When classes are back in session this fall, Anna Hardin ’12 will have some good stories about her summer. Thanks to a student-faculty research grant, she spent two weeks at an English museum taking high-resolution photos of more than 60 juvenile chimpanzee and gorilla skulls. Next, she’ll analyze data and prepare a poster to present at the American Anthropological Association’s annual meeting in Montreal in November.
That work is the latest step in Hardin’s collaboration with anthropology professor Scott Legge, who encouraged her to apply for a student-faculty research grant last spring.
This summer’s trip to England accelerated the hands-on nature of the research, given England’s Quex Museum’s enormous collection of chimpanzee and gorilla skulls. “It was exciting to work with actual teeth,” Hardin says, noting that previously she had worked mostly with photographs and had handled only a few skulls. “Data collection is really reliable with photographs, but it's much more real when you can hold the skull and feel the bumps and pits on a tooth.”
Now she’s hard at work on that Montreal conference poster and preparing a paper for publication in the journal Dental Anthropology.

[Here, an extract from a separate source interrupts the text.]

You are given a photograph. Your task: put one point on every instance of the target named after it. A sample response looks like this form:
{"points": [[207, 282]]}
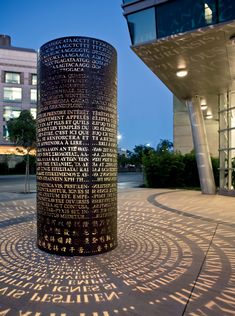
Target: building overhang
{"points": [[208, 55]]}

Hardin will also draw on this research for her senior honors project, which will compare dental traits in various geographic groups of primates.

Professor Scott Legge
This research experience has truly shaped her education at Mac, she says. “I took Professor Legge’s Biological Anthropology class and realized instantly that this is what I wanted to study,” says Hardin, who has connected with professors in graduate school programs through her research. “At a big university I would probably never have had the opportunity to work one-on-one with a professor. This has made my academic experience at Macalester unique.”